Eye2Gene: Revolutionising Diagnosis for Genetic Eye Disease
Eye2Gene is a pioneering UCL startup transforming how rare genetic eye diseases are diagnosed and treated—by combining AI, retinal imaging, and privacy-preserving federated learning.

8 May 2025
Founded by Associate Professor Nikolas Pontikos at the UCL Institute of Ophthalmology, Eye2Gene joined cohort six of the CDI Impact Accelerator to tackle one of its biggest challenges: overcoming data-sharing barriers that limited the scalability and accuracy of its AI platform.
By leveraging breakthroughs in medical imaging, and genomics, Eye2Gene’s AI-powered precision ophthalmology platform aims to accelerate diagnosis and support the development of treatments for rare genetic eye diseases. However, restricted access to global hospital data posed a serious limitation— making it difficult to improve diagnostic performance across diverse populations.
With support from the CDI and UCL Advanced Research Computing (ARC), Eye2Gene partnered with Flower Labs to integrate federated learning into its system, enabling its AI model to be trained on retinal scans from hospitals worldwide without transferring sensitive patient data—expanding the platform’s global impact.
The Challenge: Unlocking AI’s Potential Without Sacrificing Privacy
Genetic eye conditions are the leading cause of blindness in children and working-age adults, affecting more than 10 million people globally. Yet fewer than half of these conditions can currently be genetically diagnosed, and testing remains largely inaccessible outside a handful of high-income countries. The lack of diverse data stalls progress—not just in diagnosis, but in research and treatment development too.
AI has the potential to transform retinal imaging—advancing diagnosis, accelerating research, and enabling life-changing gene therapies. But real-world progress is hampered by the fact that medical data is often siloed within individual institutions. Global data protection laws further restrict access, making it difficult to train AI models on the broad datasets needed for reliable, generalisable results.
“Such a scarcity of information severely hinders the development of much-needed therapies in this space that can prevent and restore sight loss.” says Nikolas Pontikos.
The Solution: A Federated Future for Precision Ophthalmology
Eye2Gene’s platform applies AI to retinal imaging to improve genetic diagnoses by predicting the likely causative gene and to support the development of treatments by monitoring disease progression over time.
Initially, the Eye2Gene model was trained on a centralised UK dataset, which limited its ability to recognise patterns across global populations. To scale without compromising patient privacy, the team needed a new approach.
During the CDI Impact Accelerator, Eye2Gene partnered with federated learning experts Flower Labs to create a secure system for training its AI model on hospital data worldwide, without transferring any patient information. With technical support from AWS and the CDI, they built an infrastructure capable of running complex AI training across cloud environments in the UK, Germany, and Australia.
Accelerating Growth with the CDI Impact Accelerator
To demonstrate federated learning at scale, Eye2Gene launched pilot implementations at leading sites in Bonn, Germany, and Melbourne, Australia.
The team set up segregated AWS Virtual Private Cloud (VPC) environments in each country, each hosting an Amazon EC2 instance and S3 storage for test data. Flower was deployed across these sites using demonstration code to validate the setup. Meanwhile, Eye2Gene’s training pipeline was converted into a Nextflow script and executed using AWS Batch via the Seqera platform in order to make use of AWS spot instances.

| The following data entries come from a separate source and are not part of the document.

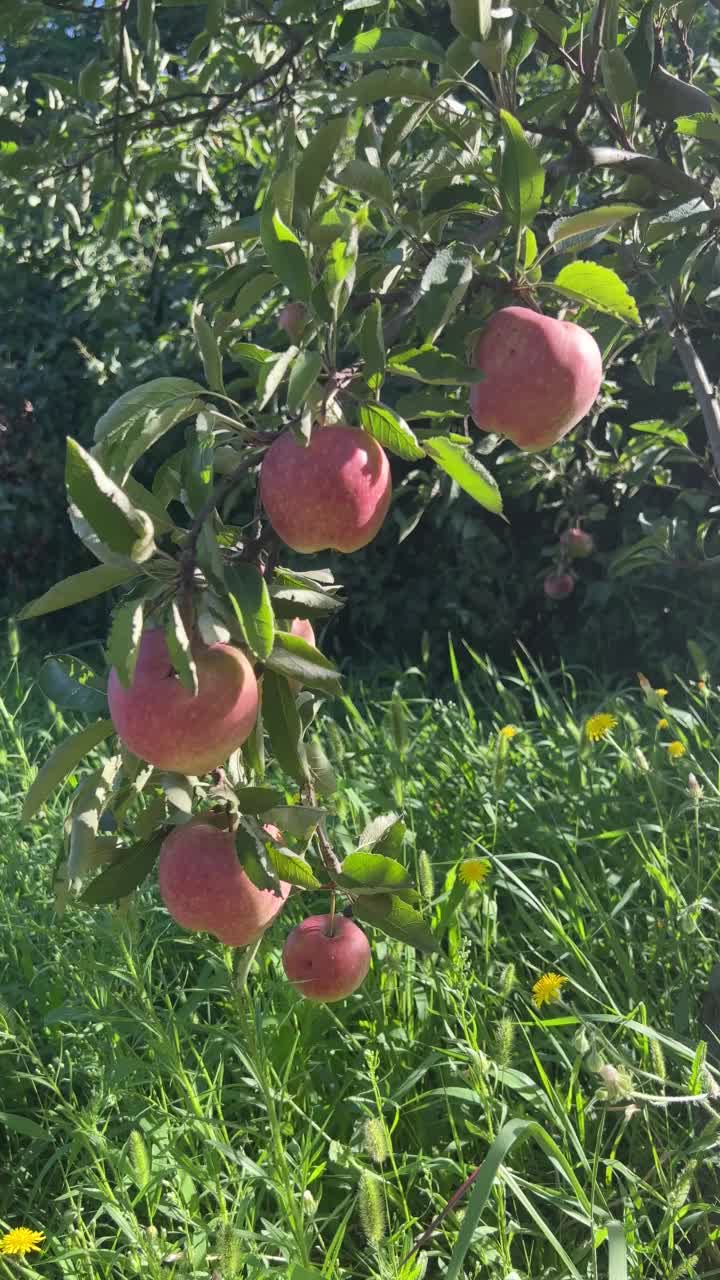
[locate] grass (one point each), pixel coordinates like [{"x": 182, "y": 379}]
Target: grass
[{"x": 159, "y": 1121}]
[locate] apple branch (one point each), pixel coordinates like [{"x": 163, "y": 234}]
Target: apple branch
[{"x": 702, "y": 388}]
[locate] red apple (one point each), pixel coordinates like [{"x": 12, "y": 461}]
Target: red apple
[
  {"x": 541, "y": 376},
  {"x": 292, "y": 319},
  {"x": 559, "y": 586},
  {"x": 324, "y": 964},
  {"x": 329, "y": 496},
  {"x": 163, "y": 723},
  {"x": 204, "y": 886},
  {"x": 577, "y": 543}
]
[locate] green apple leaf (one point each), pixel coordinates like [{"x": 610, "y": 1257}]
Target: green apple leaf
[
  {"x": 597, "y": 287},
  {"x": 283, "y": 725},
  {"x": 296, "y": 659},
  {"x": 249, "y": 597},
  {"x": 80, "y": 586},
  {"x": 373, "y": 873},
  {"x": 110, "y": 513},
  {"x": 397, "y": 919},
  {"x": 391, "y": 430},
  {"x": 123, "y": 641},
  {"x": 62, "y": 762},
  {"x": 126, "y": 873},
  {"x": 522, "y": 178},
  {"x": 466, "y": 471}
]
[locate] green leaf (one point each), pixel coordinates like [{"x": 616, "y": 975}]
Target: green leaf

A custom Flower script was then developed to coordinate model training and manage the flow of federated weights between Flower and Nextflow. This setup enabled Eye2Gene to offload intensive computation to on-demand AWS spot instances, training the model efficiently across multiple locations.
Impact Beyond Rare Eye Diseases
Eye2Gene’s integration of federated learning represents a groundbreaking technical achievement—the first known deployment of Flower federation for this specific application. This innovative approach combines scalability, privacy, and regulatory compliance in an increasingly complex healthcare landscape.
While Eye2Gene’s initial focus is on rare eye diseases, the potential applications extend beyond ophthalmology. By establishing a flexible and robust federated learning framework, the team has laid the groundwork for broader adoption of AI across medicine. This addresses one of the biggest challenges in healthcare: enabling secure, cross-border data collaboration that accelerates research and clinical progress.
Growing Momentum and Expanding Reach
The momentum behind Eye2Gene is gaining significant traction. The platform has led to eight academic publications and a strategic partnership with Heidelberg Engineering, a world leader in retinal imaging technology. Eye2Gene was invited to present at the 2025 Flower AI Summit, and a manuscript has been recently accepted Nature Machine Intelligence, with special mention of CDI’s crucial role in its success. Interest continues to grow, with over 50 potential customers now engaged.
In 2025, the startup secured two key grants—one from Sight Research UK and another from the Medical Research Foundation—funding the launch of its first NHS clinic pilot and the deployment of Eye2Gene across multiple global sites. This expansion aims to screen patients for treatment eligibility and monitor a global cohort receiving gene therapy.